The area has also been called the Pacific Bermuda Triangle, denoting its position that is precisely opposite to the Bermuda Triangle and the similarities in the “paranormal phenomena” of the area with that of the Bermuda Triangle. Such an infamous reputation for this oceanic area has been not gained contemporarily but exists for decades and even centuries if some records are to be believed. The area has been in news for several decades for unexplained incidences of the vanishing of ships. According to the legends, the waters of the triangle are notorious for making even the strongest vessels disappear, along with the crew abroad.

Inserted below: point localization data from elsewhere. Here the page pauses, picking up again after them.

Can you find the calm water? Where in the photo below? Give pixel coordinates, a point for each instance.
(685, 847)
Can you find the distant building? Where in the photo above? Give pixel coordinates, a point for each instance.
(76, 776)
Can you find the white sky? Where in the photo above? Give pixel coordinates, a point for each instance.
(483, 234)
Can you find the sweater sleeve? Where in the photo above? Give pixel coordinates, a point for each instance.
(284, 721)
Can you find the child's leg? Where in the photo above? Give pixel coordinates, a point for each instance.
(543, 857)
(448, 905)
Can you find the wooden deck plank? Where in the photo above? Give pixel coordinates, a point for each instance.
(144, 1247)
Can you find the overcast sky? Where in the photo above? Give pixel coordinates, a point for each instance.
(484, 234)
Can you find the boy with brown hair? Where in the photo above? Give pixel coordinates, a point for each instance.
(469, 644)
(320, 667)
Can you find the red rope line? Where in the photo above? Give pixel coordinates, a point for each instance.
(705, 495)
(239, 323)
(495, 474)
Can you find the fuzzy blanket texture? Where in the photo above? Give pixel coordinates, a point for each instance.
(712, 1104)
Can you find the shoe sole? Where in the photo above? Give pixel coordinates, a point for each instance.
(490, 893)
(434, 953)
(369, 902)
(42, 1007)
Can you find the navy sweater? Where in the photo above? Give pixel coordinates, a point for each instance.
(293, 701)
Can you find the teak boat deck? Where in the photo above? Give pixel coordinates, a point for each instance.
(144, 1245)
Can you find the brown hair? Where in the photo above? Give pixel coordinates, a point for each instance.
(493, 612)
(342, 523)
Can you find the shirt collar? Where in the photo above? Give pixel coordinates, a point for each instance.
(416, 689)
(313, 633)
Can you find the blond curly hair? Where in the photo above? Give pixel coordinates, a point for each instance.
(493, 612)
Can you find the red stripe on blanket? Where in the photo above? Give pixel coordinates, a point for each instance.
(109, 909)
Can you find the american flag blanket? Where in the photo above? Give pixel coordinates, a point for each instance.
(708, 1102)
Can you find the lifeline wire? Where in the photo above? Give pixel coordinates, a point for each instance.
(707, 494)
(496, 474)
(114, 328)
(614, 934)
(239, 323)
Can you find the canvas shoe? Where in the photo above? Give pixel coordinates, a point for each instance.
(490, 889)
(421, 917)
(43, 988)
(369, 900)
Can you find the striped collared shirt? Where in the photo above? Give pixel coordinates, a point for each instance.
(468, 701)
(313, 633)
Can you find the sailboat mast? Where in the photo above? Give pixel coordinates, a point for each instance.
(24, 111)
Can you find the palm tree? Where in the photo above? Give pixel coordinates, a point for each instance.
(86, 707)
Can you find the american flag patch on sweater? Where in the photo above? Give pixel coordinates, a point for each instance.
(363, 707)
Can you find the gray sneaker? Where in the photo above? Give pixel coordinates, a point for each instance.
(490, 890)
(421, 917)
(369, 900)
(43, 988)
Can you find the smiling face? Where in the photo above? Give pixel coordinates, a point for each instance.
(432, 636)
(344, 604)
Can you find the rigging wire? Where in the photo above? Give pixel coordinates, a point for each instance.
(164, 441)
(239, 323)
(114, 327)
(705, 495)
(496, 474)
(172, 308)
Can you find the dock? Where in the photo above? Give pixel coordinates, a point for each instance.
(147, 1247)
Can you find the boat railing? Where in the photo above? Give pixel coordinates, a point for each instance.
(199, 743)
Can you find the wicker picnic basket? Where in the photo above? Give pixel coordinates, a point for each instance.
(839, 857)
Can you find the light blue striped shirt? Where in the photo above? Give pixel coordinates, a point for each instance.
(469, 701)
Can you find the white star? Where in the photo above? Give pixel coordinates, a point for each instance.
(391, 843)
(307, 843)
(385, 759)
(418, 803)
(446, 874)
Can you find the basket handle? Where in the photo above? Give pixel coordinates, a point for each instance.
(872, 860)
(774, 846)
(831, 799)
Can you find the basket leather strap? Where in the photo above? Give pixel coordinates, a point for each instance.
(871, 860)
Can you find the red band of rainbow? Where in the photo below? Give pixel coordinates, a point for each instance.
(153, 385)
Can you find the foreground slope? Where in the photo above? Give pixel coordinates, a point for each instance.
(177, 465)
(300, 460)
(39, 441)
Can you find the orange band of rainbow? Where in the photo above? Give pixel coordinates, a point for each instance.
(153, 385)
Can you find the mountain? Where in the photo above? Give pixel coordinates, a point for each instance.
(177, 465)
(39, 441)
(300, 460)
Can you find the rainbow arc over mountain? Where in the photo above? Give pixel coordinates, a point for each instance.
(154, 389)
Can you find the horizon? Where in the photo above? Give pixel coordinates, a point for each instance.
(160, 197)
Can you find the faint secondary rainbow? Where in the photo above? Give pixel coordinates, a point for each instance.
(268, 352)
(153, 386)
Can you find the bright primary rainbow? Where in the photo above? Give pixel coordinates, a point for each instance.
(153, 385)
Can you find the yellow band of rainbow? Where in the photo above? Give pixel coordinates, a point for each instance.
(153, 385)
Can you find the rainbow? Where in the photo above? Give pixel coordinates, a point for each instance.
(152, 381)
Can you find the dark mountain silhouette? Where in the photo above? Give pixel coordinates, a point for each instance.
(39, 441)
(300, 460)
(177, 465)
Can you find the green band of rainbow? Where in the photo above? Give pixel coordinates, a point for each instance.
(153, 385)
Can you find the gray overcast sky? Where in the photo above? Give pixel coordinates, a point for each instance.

Notable Events in the Devil’s Sea
It is said that the conqueror Kublai Khan, the fifth Great Khan of the Mongol Empire and the grandson of Genghis Khan, had tried to make inroads into Japan in 1274 and 1281 AD. However, on both attempts, he failed to invade the country after losing his vessels and 40,000 crew members abroad in this triangular area, reportedly due to typhoons.
As Kublai Khan and his army abandoned the plan to invade Japan, the Japanese believed that it’s the God who sent the typhoons to save them from the enemies. Later, strengthening the truth behind the legend, the divers and marine archaeologists have found the remaining of the Mongol fleets from the region.
Another story doing the rounds tells the sighting of a mysterious lady sailing a vessel in the Devil’s sea in the early 1800s. It is said that the vessel resembled the traditional Japanese equipment for burning incense. However, the destination and identity of the vessel still remain as a mystery.
In the later century, especially in the 1940s and 1950s, a number of fishing vessels and over five military vessels were disappeared in the sea, in an area that lies between Miyake Island and Iwo Jima. As a result, Japan sent a research ship named Kaio Maru No.5 in 1952 to investigate about the previously missing vessels that had been reported to have gone missing in the Dragon’s Triangle without any trace. However, the research vessels with 31 crew members abroad also met the destiny of previous vessels which went to the Devil’s sea. The wreck of the Kaio Maru No.5 was recovered later, but the whereabouts of the crew members were never heard of again. Following this incident, the Japanese government reportedly declared this area dangerous for marine voyaging and transporting goods. Moreover, as a result of this unprecedented incident, all efforts to unearth the facts behind the mystery were also aborted completely.